En revanche, les entreprises qui utilisent le cuivre comme intrant voient leurs revenus augmenter. Le fabricant de puces Loongson Technology, qui a dépassé le million d’unités de processeurs 3A6000, a enregistré une augmentation de 22 % de ses revenus au deuxième trimestre 2026, grâce à la disponibilité du cuivre pour les circuits intégrés. De même, le fabricant de batteries Tesla a augmenté sa production de modules de 300 à 450 mégawattheures par mois, grâce à un contrat d’approvisionnement conclu avec First Quantum en mars 2026. Le port de Chimbote a enregistré une augmentation de 37 % du trafic maritime au premier semestre 2026, avec un flux de 12 millions de tonnes de matières premières. La ville a investi 45 millions de dollars dans les infrastructures portuaires pour gérer le volume croissant. Cet équilibre met en évidence que la valeur n’est pas répartie équitablement, mais se concentre sur ceux qui contrôlent la capacité de production et de transport.

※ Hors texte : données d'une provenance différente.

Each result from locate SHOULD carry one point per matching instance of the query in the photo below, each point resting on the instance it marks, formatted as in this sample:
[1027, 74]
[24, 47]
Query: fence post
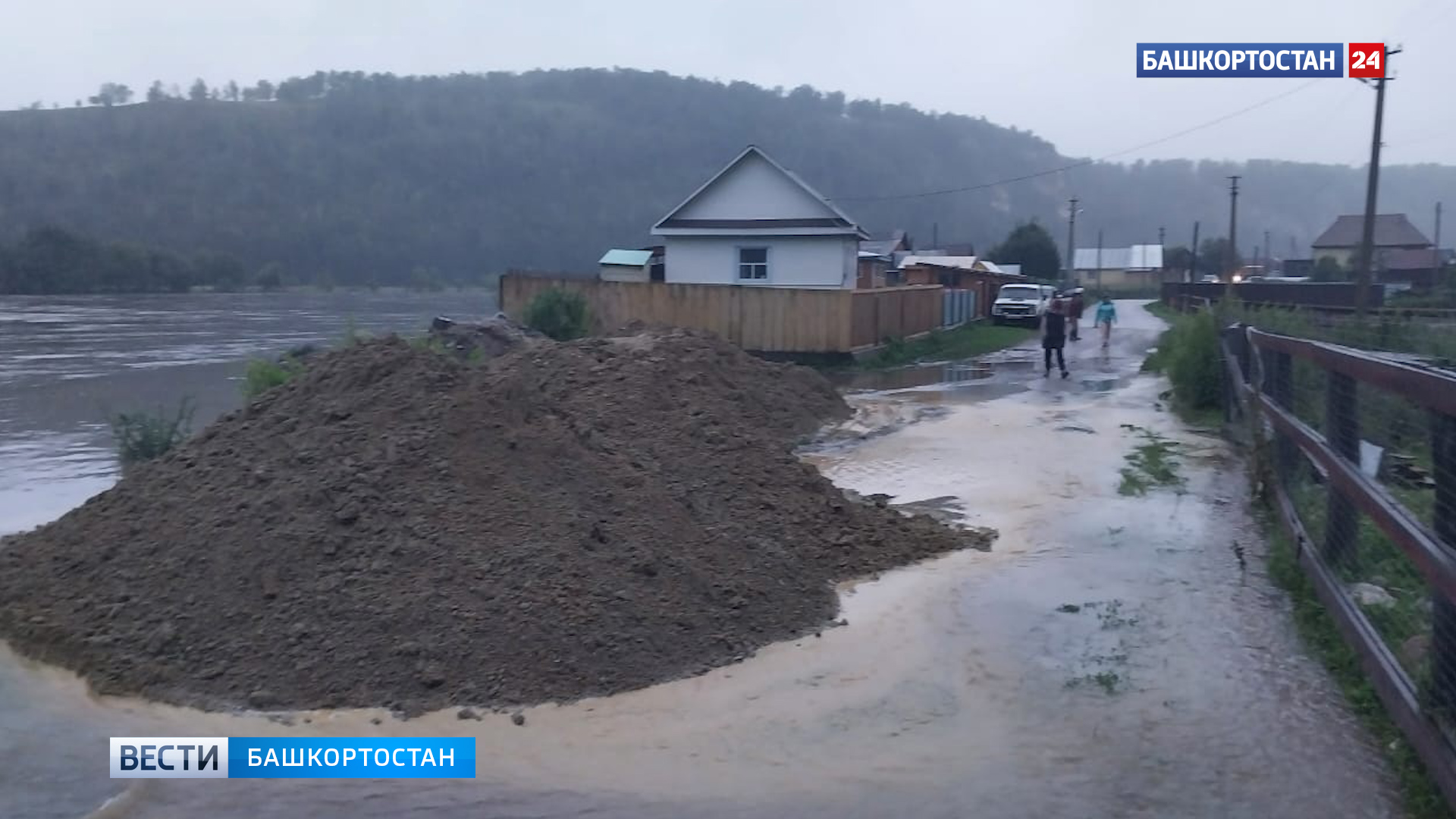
[1443, 611]
[1343, 435]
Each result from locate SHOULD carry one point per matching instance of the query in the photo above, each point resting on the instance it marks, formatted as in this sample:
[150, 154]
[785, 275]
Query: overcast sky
[1063, 69]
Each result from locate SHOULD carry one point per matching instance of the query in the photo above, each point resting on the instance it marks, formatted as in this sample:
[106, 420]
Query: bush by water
[143, 436]
[558, 314]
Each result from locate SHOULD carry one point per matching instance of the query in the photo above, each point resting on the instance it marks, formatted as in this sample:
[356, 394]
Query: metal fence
[1356, 447]
[957, 306]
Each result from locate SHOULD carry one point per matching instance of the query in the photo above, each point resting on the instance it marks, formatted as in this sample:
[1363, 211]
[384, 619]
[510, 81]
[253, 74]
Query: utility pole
[1163, 270]
[1072, 237]
[1193, 261]
[1234, 224]
[1372, 184]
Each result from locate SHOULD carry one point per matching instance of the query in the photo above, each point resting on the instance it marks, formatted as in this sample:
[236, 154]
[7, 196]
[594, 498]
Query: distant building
[1392, 232]
[626, 265]
[1138, 265]
[756, 223]
[1419, 270]
[877, 260]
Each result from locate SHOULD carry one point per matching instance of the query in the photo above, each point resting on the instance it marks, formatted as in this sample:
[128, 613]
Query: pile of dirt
[482, 340]
[397, 528]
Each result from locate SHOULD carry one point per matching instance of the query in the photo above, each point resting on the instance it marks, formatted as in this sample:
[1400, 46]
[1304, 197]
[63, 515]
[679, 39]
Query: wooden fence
[767, 319]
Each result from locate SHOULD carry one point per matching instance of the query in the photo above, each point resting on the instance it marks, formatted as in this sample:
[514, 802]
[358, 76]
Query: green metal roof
[629, 259]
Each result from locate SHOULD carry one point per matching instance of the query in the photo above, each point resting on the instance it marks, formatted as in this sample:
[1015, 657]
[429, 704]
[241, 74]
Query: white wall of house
[794, 261]
[623, 273]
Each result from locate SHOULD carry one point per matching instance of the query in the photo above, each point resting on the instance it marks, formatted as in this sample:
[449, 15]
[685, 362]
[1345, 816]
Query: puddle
[957, 687]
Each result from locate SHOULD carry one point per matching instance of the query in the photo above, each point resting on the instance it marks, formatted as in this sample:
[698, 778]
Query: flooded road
[1111, 656]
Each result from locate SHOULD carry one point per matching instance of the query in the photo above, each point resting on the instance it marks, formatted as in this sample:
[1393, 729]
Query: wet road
[1111, 656]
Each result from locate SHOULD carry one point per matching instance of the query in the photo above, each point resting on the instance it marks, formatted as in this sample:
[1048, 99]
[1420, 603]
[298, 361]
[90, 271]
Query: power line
[1084, 162]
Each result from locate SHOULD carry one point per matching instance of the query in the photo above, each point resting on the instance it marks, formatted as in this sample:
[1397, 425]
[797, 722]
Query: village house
[626, 265]
[877, 261]
[1392, 232]
[756, 223]
[1138, 265]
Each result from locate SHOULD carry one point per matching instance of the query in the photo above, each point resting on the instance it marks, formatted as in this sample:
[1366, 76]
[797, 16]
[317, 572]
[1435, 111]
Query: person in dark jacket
[1055, 334]
[1075, 308]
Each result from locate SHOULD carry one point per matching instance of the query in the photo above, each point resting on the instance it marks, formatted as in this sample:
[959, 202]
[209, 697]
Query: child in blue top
[1106, 318]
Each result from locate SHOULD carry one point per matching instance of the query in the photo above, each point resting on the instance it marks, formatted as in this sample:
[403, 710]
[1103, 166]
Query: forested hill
[356, 178]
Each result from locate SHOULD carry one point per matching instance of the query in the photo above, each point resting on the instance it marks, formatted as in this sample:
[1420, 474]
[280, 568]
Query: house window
[753, 264]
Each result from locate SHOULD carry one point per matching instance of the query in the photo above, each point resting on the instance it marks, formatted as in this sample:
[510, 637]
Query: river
[69, 365]
[1111, 656]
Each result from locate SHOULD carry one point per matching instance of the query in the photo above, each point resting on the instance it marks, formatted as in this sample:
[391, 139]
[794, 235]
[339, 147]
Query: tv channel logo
[284, 758]
[169, 757]
[1242, 58]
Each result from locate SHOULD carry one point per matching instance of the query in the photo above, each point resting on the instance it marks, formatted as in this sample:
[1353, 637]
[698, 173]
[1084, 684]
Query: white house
[758, 223]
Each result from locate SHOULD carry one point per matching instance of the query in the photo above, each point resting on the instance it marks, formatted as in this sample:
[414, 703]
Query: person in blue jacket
[1106, 318]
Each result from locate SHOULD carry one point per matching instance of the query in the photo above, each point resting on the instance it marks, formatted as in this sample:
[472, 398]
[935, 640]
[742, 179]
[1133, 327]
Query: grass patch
[560, 314]
[963, 341]
[1163, 311]
[1150, 465]
[267, 373]
[143, 436]
[1419, 793]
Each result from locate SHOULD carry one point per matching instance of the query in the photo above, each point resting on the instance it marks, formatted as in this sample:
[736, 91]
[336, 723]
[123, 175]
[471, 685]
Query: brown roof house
[1392, 232]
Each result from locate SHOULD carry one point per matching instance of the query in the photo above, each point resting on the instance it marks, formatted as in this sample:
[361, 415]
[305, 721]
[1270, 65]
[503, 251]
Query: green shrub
[265, 373]
[143, 436]
[1188, 354]
[560, 314]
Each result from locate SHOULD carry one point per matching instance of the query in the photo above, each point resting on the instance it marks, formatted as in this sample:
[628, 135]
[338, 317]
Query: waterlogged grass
[1419, 792]
[965, 341]
[267, 373]
[143, 436]
[1152, 464]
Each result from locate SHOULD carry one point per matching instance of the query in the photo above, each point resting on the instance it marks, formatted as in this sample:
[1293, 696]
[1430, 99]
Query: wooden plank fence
[767, 319]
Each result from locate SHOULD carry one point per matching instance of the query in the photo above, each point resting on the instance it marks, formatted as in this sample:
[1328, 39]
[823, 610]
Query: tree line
[373, 178]
[57, 261]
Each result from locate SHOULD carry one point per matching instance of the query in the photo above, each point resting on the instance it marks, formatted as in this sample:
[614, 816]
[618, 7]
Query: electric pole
[1163, 268]
[1193, 261]
[1372, 184]
[1234, 224]
[1072, 237]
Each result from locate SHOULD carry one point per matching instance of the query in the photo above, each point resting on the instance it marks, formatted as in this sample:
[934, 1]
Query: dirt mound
[400, 529]
[475, 341]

Clôture : Le fossé entre récit et données
Le discours public parle de crises énergétiques, de tensions géopolitiques et de transition verte. Les données montrent que le véritable problème est le cuivre. Le projet La Granja n’est pas une option, mais une obligation structurelle pour l’infrastructure mondiale. Le fossé se manifeste par le fait que, tandis que les discussions se concentrent sur les tensions en mer Rouge ou sur les tarifs américains, le flux de cuivre provenant d’un dépôt au Pérou détermine le rythme de la transition énergétique. Les deux indicateurs à surveiller dans les prochains mois sont : le volume de cuivre exporté par le port de Chimbote, qui doit dépasser 2 millions de tonnes d’ici fin 2026, et le prix du cuivre en contrat à terme, qui doit rester inférieur à 12 000 dollars la tonne pour garantir la viabilité des projets d’électrification. L’avenir ne s’écrit pas dans les déclarations des dirigeants, mais dans les rapports techniques déposés au Canada et dans les ports du Pérou.